[Paper Read]Learning From Noisy Large-Scale Datasets With Minimal Supervision

Paper
Andreas Veit,Neil Alldrin Gal Chechik, Ivan Krasin, Abhinav Gupta, Serge Belongie1

Problem Definition

To leverage a small set of clean labels in the presence of a massive dataset with noisy labels.

Problem: Large noisy annotation data
DataSet: Open Images (~9 million images), multiple-labeled image and over 6000 unique classes.
Application: Object Classification
Assumption(Limitation): data with large number of classes and wide range of noise in annotations

Introduce a semi-supervised learning framework which can produce a cleaned version of the dataset and a robust multi-label image classifier that facilitates small sets of clean annotations with large noisy data.
Outperforming direct fine-tuning approaches across all major categories in the Open Image dataset.
Improving performance across the full range of label noise levels(even in limited rated data), and most effective for classes having 20% to 80% false positive annotations.

Use the small clean dataset to learn a mapping between between noise and clean annotation.
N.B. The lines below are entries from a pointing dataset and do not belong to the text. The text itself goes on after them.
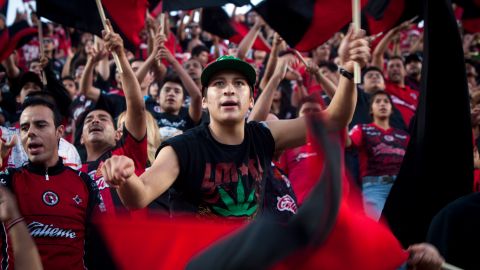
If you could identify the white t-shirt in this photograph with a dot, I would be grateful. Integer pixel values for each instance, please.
(18, 157)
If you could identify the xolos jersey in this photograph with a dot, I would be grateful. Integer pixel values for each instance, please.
(56, 203)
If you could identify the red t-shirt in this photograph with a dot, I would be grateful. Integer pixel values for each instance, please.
(380, 151)
(297, 163)
(405, 99)
(127, 146)
(57, 204)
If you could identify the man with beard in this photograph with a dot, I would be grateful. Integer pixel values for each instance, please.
(404, 98)
(55, 201)
(219, 167)
(101, 138)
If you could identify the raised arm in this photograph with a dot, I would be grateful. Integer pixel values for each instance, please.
(247, 42)
(25, 252)
(195, 109)
(135, 120)
(328, 86)
(378, 53)
(147, 65)
(137, 192)
(264, 102)
(292, 133)
(11, 69)
(86, 81)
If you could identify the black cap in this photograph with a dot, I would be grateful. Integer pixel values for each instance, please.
(26, 78)
(413, 57)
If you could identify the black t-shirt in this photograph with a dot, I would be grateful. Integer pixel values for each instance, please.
(222, 180)
(169, 123)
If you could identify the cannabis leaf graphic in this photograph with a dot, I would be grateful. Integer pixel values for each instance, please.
(241, 207)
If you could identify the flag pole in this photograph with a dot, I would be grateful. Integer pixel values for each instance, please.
(356, 27)
(104, 22)
(447, 266)
(42, 46)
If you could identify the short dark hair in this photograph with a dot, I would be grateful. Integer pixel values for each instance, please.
(39, 101)
(397, 57)
(312, 98)
(329, 65)
(371, 68)
(197, 50)
(34, 60)
(377, 93)
(173, 78)
(67, 78)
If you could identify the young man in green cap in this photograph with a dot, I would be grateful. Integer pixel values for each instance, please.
(218, 169)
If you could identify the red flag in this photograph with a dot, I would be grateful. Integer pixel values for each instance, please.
(158, 242)
(127, 16)
(15, 36)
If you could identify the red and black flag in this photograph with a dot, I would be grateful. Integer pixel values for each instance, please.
(382, 15)
(169, 5)
(471, 15)
(4, 7)
(127, 16)
(14, 37)
(306, 24)
(155, 7)
(428, 180)
(217, 22)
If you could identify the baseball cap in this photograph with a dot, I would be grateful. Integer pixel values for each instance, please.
(228, 62)
(26, 78)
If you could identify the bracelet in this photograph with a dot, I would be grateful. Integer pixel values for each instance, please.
(12, 223)
(345, 73)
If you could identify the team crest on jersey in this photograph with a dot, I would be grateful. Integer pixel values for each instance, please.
(50, 198)
(388, 138)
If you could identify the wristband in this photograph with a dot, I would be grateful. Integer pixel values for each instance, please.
(12, 223)
(345, 73)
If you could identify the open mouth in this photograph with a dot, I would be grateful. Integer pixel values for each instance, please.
(95, 129)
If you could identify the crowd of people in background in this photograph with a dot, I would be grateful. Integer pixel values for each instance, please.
(196, 124)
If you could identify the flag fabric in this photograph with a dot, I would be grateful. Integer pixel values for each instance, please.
(155, 7)
(127, 16)
(217, 22)
(471, 15)
(14, 37)
(169, 5)
(326, 233)
(427, 180)
(382, 15)
(4, 7)
(306, 24)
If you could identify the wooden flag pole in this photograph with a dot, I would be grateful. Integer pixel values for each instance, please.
(42, 47)
(105, 26)
(447, 266)
(356, 28)
(299, 55)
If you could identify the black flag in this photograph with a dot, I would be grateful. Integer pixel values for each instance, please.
(438, 165)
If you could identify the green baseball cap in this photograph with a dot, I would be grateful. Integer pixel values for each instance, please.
(228, 62)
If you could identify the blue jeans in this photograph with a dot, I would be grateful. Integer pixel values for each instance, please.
(375, 190)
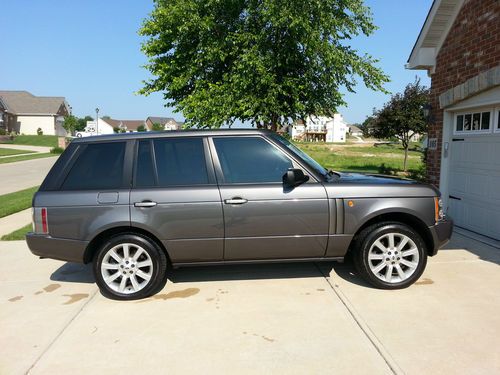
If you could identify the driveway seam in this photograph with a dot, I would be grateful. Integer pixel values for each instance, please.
(61, 332)
(370, 335)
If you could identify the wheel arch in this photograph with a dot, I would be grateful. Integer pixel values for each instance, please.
(94, 244)
(402, 217)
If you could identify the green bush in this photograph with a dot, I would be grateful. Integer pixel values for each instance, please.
(56, 150)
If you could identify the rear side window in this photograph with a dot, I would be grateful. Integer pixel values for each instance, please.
(180, 161)
(172, 162)
(99, 166)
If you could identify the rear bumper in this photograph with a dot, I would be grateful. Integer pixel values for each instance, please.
(56, 248)
(441, 234)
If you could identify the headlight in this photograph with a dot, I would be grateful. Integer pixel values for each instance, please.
(438, 209)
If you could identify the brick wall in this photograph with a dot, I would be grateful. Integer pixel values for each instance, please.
(471, 47)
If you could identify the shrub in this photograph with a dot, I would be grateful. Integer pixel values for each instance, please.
(56, 150)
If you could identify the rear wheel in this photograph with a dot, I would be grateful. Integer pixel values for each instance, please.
(390, 255)
(129, 267)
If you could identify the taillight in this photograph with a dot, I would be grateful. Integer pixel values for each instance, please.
(40, 220)
(45, 228)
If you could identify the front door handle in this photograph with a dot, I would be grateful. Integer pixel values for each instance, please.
(235, 200)
(145, 204)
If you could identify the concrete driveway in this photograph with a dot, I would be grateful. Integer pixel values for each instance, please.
(288, 318)
(24, 174)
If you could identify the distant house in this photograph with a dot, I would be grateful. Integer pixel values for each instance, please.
(355, 131)
(25, 113)
(125, 125)
(320, 129)
(168, 123)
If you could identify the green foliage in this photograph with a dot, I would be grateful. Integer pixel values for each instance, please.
(34, 140)
(17, 201)
(157, 127)
(70, 124)
(269, 62)
(56, 150)
(402, 117)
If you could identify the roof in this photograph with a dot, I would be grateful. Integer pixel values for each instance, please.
(129, 124)
(22, 102)
(173, 133)
(163, 120)
(438, 23)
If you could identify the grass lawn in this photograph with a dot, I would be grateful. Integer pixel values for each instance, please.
(355, 157)
(35, 140)
(12, 151)
(25, 157)
(17, 201)
(18, 234)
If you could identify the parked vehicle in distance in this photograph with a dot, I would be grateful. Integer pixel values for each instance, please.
(134, 203)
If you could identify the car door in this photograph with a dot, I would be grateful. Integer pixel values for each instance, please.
(175, 196)
(263, 219)
(92, 193)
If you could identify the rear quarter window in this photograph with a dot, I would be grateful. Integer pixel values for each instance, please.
(99, 166)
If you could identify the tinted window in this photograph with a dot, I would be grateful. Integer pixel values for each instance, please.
(250, 160)
(144, 171)
(99, 166)
(180, 161)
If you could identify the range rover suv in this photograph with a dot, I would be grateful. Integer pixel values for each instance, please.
(133, 204)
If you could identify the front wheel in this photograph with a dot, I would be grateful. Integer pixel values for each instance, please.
(390, 255)
(129, 267)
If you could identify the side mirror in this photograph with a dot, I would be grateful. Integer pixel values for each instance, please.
(294, 177)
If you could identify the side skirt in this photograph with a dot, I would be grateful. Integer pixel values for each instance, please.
(258, 261)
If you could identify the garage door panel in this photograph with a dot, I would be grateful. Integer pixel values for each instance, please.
(474, 178)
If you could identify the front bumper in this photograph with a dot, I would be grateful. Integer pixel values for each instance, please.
(441, 234)
(56, 248)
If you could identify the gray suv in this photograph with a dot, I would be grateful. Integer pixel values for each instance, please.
(135, 203)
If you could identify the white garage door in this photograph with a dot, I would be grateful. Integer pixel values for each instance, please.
(474, 184)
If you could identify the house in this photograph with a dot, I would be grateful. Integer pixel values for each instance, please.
(125, 125)
(168, 123)
(354, 131)
(458, 45)
(23, 112)
(319, 129)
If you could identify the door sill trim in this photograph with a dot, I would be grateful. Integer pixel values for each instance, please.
(257, 261)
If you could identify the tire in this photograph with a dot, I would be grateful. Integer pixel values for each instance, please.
(390, 263)
(129, 267)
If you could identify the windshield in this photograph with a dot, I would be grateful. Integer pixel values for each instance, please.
(301, 154)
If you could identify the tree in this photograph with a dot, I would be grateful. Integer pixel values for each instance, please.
(70, 124)
(269, 62)
(402, 117)
(157, 127)
(82, 123)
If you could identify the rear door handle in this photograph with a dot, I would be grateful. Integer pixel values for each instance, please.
(236, 200)
(145, 204)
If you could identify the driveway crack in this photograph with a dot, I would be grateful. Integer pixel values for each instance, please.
(370, 335)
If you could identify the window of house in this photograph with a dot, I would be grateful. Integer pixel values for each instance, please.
(473, 122)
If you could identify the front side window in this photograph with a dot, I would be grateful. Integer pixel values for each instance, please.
(99, 166)
(250, 160)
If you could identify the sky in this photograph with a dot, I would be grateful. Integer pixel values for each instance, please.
(89, 52)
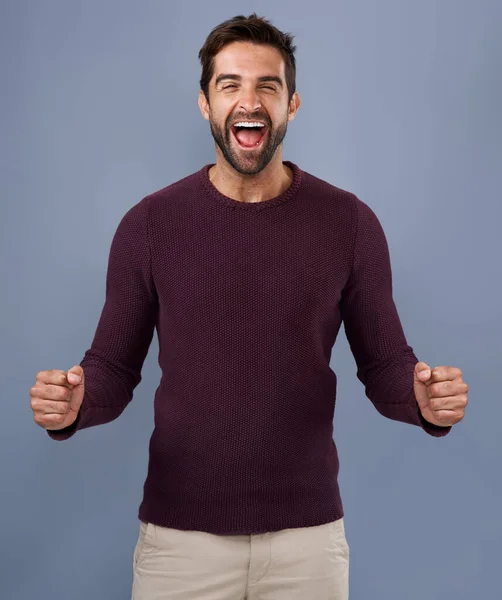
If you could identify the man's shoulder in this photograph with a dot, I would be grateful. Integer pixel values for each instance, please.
(342, 197)
(174, 190)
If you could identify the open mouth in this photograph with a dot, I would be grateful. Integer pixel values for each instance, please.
(249, 138)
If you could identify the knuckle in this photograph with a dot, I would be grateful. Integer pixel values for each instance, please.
(434, 403)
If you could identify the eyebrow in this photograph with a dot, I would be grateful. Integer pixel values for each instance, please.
(261, 79)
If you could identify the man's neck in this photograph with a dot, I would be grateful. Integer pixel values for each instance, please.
(273, 181)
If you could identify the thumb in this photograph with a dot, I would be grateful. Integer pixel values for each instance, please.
(422, 372)
(76, 375)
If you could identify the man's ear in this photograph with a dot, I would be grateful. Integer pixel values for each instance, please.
(203, 105)
(294, 105)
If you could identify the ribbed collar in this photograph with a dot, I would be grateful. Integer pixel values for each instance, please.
(237, 204)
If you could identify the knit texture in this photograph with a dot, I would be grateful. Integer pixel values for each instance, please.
(247, 300)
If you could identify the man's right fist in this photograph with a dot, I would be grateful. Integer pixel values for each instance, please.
(57, 396)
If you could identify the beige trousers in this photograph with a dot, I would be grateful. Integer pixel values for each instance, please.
(308, 563)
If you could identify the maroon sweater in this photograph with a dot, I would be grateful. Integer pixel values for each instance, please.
(247, 300)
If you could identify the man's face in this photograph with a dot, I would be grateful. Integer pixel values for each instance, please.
(237, 94)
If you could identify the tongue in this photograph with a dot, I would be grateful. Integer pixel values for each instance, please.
(249, 137)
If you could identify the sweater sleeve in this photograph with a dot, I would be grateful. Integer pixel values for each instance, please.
(112, 365)
(385, 361)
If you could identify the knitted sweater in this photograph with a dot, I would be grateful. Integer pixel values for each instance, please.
(247, 300)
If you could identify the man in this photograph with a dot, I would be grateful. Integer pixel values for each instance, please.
(246, 268)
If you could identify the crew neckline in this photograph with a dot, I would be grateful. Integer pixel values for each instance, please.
(289, 193)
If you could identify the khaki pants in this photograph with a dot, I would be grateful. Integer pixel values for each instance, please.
(308, 563)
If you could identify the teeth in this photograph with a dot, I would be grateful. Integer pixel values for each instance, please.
(248, 124)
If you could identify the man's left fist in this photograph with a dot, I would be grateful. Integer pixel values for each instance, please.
(441, 394)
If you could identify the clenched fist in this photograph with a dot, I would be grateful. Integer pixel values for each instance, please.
(57, 396)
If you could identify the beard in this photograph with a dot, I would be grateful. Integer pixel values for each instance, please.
(251, 162)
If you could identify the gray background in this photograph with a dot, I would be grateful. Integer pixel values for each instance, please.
(401, 105)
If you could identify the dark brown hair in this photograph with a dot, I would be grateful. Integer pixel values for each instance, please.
(247, 29)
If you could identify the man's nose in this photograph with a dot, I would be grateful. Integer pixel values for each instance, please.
(249, 100)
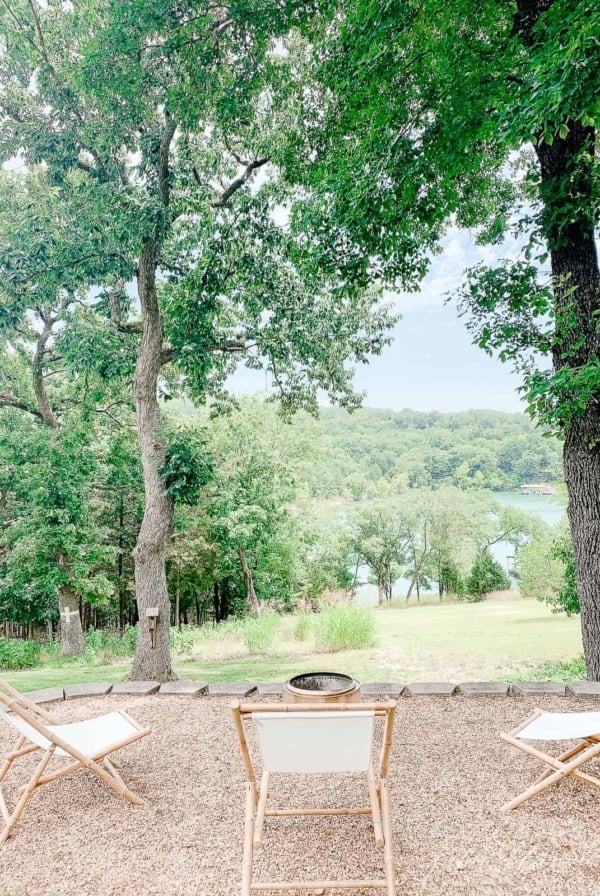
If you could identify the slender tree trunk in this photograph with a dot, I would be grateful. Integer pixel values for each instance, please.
(569, 212)
(152, 661)
(251, 598)
(71, 631)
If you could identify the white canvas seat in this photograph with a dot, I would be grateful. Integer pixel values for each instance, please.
(582, 727)
(316, 739)
(85, 743)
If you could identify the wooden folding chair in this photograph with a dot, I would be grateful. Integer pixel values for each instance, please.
(311, 739)
(87, 744)
(584, 727)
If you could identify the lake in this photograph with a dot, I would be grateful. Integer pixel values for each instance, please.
(548, 507)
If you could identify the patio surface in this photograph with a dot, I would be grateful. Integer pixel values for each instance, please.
(449, 776)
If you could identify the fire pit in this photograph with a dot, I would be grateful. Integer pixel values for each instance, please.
(321, 687)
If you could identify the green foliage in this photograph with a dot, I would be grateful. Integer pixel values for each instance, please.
(187, 467)
(18, 654)
(344, 627)
(486, 576)
(303, 625)
(547, 570)
(102, 646)
(260, 632)
(567, 597)
(182, 640)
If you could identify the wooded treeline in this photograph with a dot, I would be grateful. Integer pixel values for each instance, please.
(267, 512)
(187, 185)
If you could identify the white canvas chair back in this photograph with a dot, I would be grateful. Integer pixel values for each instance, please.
(307, 739)
(309, 743)
(90, 737)
(561, 726)
(581, 727)
(86, 744)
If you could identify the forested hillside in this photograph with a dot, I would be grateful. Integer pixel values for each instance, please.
(266, 511)
(378, 452)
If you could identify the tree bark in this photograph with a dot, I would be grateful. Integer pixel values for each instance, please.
(251, 598)
(152, 660)
(71, 631)
(568, 218)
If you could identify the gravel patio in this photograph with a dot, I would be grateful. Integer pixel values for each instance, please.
(449, 775)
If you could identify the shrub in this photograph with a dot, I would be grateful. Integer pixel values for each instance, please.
(17, 654)
(103, 645)
(344, 627)
(182, 639)
(304, 624)
(486, 575)
(259, 632)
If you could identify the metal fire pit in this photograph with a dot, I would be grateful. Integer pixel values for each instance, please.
(321, 687)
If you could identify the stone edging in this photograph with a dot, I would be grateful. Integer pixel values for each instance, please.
(245, 689)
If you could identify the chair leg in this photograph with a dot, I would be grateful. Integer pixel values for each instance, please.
(39, 771)
(375, 808)
(248, 839)
(388, 848)
(562, 770)
(260, 813)
(114, 782)
(568, 754)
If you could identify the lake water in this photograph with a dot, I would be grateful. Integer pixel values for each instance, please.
(547, 507)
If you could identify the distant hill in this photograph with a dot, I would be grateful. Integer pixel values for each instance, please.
(374, 451)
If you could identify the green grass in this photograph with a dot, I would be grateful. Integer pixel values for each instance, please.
(491, 640)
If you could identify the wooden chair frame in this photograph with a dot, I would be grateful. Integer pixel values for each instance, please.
(12, 700)
(558, 767)
(256, 799)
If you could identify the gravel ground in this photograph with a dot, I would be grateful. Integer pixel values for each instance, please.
(449, 776)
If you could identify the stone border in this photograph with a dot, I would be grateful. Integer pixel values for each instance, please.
(368, 689)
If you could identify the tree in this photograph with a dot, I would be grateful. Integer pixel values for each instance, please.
(380, 539)
(483, 116)
(53, 549)
(160, 114)
(247, 502)
(546, 570)
(486, 575)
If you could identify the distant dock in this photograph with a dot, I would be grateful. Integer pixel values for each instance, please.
(537, 488)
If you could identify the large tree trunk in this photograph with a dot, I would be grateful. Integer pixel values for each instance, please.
(251, 598)
(567, 195)
(71, 632)
(152, 659)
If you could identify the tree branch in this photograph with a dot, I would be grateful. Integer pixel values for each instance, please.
(239, 182)
(7, 400)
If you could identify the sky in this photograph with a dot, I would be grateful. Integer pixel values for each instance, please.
(431, 363)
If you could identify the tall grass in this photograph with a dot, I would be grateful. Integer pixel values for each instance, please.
(344, 627)
(260, 631)
(304, 625)
(17, 654)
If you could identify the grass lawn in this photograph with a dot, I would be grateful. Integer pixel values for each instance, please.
(494, 639)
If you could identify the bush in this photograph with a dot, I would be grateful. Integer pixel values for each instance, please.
(259, 632)
(182, 640)
(344, 627)
(103, 645)
(17, 654)
(304, 625)
(486, 575)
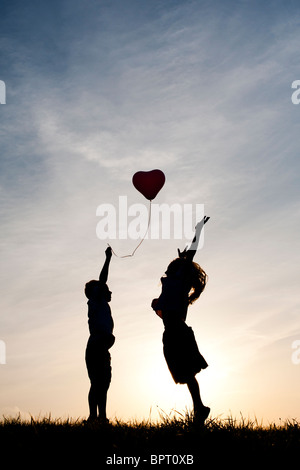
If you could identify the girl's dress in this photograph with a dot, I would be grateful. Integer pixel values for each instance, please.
(179, 344)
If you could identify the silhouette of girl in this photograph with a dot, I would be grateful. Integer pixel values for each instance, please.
(185, 280)
(101, 339)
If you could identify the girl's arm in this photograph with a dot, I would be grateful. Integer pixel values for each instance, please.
(104, 271)
(190, 253)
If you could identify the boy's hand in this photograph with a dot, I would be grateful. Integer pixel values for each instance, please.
(108, 252)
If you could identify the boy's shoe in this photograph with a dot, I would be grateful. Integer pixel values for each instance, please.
(201, 415)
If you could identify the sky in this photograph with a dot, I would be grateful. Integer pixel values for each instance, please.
(96, 91)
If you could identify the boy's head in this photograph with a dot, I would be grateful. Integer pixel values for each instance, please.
(96, 290)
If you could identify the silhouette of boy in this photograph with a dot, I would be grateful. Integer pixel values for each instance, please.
(185, 280)
(97, 356)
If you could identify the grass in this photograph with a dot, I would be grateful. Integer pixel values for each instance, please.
(61, 443)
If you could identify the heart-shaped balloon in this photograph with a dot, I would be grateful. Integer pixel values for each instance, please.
(149, 183)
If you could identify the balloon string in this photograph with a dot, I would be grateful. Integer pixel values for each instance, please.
(128, 256)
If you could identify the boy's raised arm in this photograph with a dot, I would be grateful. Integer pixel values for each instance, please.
(190, 252)
(104, 271)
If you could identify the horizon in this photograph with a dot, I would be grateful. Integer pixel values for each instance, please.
(203, 91)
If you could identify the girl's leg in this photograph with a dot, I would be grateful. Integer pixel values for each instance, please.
(101, 402)
(200, 411)
(92, 399)
(193, 387)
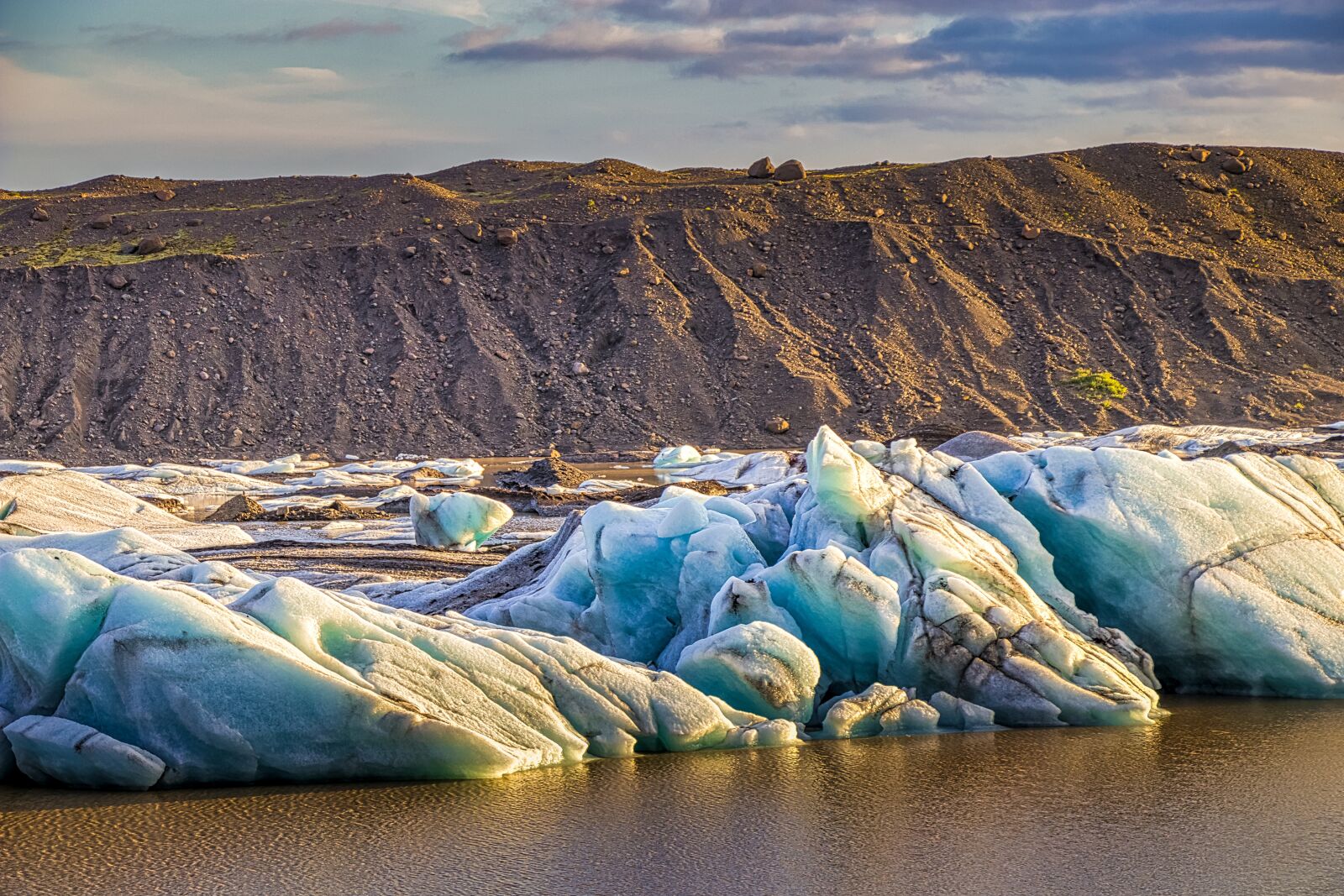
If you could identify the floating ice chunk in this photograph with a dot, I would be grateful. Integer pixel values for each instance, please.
(340, 479)
(58, 750)
(847, 614)
(859, 715)
(741, 600)
(911, 718)
(69, 501)
(6, 752)
(954, 712)
(1196, 439)
(776, 732)
(1226, 570)
(51, 607)
(761, 468)
(968, 622)
(676, 456)
(396, 493)
(757, 667)
(968, 495)
(457, 520)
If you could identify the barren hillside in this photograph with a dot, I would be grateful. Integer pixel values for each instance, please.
(640, 307)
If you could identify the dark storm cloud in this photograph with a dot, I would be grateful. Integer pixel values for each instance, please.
(707, 11)
(1121, 43)
(1122, 46)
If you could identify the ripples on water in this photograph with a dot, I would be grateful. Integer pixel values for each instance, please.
(1223, 797)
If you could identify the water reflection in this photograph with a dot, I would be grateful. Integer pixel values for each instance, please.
(1225, 795)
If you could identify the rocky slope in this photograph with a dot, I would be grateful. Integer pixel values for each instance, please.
(501, 305)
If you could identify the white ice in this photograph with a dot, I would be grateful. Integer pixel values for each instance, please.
(457, 520)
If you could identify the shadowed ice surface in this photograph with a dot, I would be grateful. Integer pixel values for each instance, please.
(1226, 795)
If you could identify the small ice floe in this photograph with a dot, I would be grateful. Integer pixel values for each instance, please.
(457, 520)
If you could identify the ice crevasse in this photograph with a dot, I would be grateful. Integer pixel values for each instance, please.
(1230, 571)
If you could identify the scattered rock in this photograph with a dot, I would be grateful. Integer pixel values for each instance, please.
(761, 168)
(241, 508)
(165, 503)
(543, 473)
(978, 443)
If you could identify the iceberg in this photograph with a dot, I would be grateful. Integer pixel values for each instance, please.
(880, 580)
(457, 520)
(880, 710)
(756, 667)
(113, 681)
(50, 750)
(1227, 570)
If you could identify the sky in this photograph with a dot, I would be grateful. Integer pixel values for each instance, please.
(260, 87)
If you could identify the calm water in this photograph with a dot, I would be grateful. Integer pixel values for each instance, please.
(1225, 797)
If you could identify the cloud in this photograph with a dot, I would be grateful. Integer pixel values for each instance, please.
(309, 76)
(470, 9)
(336, 29)
(1053, 43)
(105, 107)
(1136, 45)
(588, 40)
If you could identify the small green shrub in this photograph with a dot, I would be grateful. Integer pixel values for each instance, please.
(1097, 385)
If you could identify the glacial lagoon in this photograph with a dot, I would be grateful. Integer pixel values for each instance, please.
(1226, 795)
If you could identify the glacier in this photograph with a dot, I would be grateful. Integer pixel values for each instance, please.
(1227, 570)
(860, 590)
(457, 520)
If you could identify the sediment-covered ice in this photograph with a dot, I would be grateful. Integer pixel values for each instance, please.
(880, 580)
(761, 468)
(756, 667)
(288, 681)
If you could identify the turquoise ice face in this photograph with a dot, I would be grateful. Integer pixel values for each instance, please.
(1227, 570)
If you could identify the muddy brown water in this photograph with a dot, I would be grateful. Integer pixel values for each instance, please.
(1223, 797)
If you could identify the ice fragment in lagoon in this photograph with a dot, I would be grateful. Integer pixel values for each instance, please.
(756, 667)
(457, 520)
(50, 750)
(1226, 569)
(289, 681)
(882, 582)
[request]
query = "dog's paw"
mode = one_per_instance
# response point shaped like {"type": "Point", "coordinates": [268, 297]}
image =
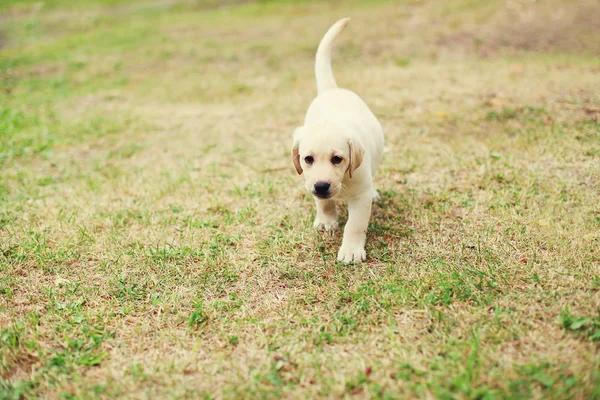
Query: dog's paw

Two supervised-learning network in this model.
The first is “label cleaning network” , which input the set of noisy label and image feature extract by CNN(Inception V3) , output cleaned label set to supervise the second network.
The label cleaning network is a residual model learning the difference between clean and noisy data. The model use identity skip-connection structure ( inspired by ResNet V1).
The second is “multi-label classifier” taking the label predicted by the first network as ground truth if the image pair doesn’t have a clean label.